1 Mart 2025 Cumartesi

SA11293/SD3417: Sıkıntı (Roman); 10. Bölüm-Deniz 25

Sonsuz Ark/ Evrensel Çerçeveye Yolculuk

"Şadırvanda buluştuğumuzda ben ayaklarıma taktığım takunyalarla eğleniyordum. O da bana bakarak çoraplarını çıkardı ve birer takunya geçirdi ayaklarına."

Gülümsedim. Cevval’in zihnindeki kalıpların farkındaydım; İstanbul’da yetişmişti ve Osmanlı’dan beri süregelen, Cumhuriyet döneminde özellikle sabetayistler tarafından yoğun bir şekilde öne çıkarılan ve çok sık şahit olduğum ‘elit-seçkin’ bakış benim için şaşırtıcı değildi. Her biri sanat eseri olan camileri kimlerin yaptırdığını, kimlerin hangi camilere gitmeyi seçtiğini, hangi camilerin hangi kast sisteminin üyeleri tarafından tercih edildiğini biliyordum.

‘İnşaat iççisi olunca, namaz kılacağımız yerler değişiyor mu Cevval?’ dedim sakim sakin. ‘Yeryüzü mesciddir, her yerde namaz kılabiliriz. Belki beyazlar için yoksulların ayaklarıyla bastığı ve alınlarıyla secde ettikleri halılar yeterince hijyenik olmayabilir, ancak ben bir beyaz değilim ve hayatımın bugüne kadar akan kısmında inşaat işçiliği de yaptım. En güzel namazlarımı o kavurucu güneşin altında, yorgun bedenimle kıldım; bazen bir tahta parçasının üstünde, bazen de çimenlerin’

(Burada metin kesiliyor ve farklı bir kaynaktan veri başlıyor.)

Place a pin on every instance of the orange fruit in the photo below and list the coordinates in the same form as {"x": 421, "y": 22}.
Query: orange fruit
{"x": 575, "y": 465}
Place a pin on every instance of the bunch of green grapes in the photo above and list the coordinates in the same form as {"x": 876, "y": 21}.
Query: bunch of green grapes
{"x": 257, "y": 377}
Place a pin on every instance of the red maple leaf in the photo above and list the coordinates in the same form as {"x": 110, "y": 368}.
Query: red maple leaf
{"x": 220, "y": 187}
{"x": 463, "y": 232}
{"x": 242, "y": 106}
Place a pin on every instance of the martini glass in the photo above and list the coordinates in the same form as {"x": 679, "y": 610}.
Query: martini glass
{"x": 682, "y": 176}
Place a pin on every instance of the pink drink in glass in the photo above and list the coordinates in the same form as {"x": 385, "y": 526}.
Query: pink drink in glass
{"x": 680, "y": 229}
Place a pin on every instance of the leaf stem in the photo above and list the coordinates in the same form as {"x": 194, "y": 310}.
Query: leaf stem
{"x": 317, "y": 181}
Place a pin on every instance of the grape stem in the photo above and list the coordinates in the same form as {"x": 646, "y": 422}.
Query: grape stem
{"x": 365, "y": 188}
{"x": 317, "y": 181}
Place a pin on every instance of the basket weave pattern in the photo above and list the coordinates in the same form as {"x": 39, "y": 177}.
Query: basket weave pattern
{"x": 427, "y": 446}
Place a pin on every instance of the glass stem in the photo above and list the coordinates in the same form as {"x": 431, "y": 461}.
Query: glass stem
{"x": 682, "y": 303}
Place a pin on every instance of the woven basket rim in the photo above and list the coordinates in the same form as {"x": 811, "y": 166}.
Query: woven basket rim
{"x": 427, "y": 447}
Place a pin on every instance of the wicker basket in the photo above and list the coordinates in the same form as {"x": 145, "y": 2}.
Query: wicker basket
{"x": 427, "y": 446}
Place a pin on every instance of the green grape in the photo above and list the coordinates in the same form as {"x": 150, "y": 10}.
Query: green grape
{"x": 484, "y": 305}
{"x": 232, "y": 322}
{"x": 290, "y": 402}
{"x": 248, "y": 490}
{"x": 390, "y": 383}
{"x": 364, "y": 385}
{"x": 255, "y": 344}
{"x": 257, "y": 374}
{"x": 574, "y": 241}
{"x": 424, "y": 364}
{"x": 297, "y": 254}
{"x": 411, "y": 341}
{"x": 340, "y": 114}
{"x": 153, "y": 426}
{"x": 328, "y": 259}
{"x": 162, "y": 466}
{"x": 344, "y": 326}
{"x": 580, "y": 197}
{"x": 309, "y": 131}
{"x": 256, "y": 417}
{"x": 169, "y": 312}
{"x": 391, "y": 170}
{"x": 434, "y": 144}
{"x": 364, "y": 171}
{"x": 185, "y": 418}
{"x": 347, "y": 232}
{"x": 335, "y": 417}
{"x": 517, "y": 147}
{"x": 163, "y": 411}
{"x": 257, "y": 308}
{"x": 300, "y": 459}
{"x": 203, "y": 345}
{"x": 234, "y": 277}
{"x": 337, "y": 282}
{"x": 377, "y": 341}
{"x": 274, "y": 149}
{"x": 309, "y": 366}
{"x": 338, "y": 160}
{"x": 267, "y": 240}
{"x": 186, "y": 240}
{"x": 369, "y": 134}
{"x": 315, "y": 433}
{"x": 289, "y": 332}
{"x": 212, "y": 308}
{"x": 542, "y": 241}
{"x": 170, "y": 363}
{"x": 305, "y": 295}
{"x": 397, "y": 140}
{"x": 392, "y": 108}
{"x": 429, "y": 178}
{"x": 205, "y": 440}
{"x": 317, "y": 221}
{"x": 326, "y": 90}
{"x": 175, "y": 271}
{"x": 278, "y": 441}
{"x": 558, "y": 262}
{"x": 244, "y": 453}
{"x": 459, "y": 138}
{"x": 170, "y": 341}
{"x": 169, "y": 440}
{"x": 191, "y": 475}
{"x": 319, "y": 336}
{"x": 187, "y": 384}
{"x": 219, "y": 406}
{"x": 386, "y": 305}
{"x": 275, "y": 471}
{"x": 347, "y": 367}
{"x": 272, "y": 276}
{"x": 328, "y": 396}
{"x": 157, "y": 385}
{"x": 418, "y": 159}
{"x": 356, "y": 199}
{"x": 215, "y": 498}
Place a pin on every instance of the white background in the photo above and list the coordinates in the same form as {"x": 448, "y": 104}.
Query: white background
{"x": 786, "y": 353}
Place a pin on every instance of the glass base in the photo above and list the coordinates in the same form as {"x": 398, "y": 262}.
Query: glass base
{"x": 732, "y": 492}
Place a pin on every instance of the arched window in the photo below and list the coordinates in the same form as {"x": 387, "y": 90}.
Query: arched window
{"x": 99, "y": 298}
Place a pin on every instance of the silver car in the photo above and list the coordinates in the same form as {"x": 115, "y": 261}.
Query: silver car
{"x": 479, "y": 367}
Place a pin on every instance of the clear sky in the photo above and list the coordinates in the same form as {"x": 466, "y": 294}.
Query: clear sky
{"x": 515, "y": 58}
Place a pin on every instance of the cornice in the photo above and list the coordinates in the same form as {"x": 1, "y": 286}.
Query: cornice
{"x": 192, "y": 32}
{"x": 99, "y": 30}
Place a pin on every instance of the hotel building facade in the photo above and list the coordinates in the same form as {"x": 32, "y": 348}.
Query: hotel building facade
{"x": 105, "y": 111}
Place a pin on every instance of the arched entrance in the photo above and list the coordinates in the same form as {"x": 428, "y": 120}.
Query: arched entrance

Elleri direksiyonda olan Cevval öylece kalakalmıştı. Yaptığı hatanın farkına varmış ve o an susmuştu, vücudunun sarsıldığını hissediyordum. Konuşacaktı belki ama düşüncelerini ifade edecek kelime bulamıyordu. Ben de onu izliyordum, nasıl tepki vereceğini beklerken.  

Trafikte akan lüks ve spor bir araba, birbirinden farklı iki insan ve konuştukları konu... bu, toplumun ruhunda fırtınalar koparan ve derin yaralar açan son birkaç yüzyılı özetleyen basit bir sohbetti. Belki tarihte ilk ve son kez böyle bir ân yaşanıyordu.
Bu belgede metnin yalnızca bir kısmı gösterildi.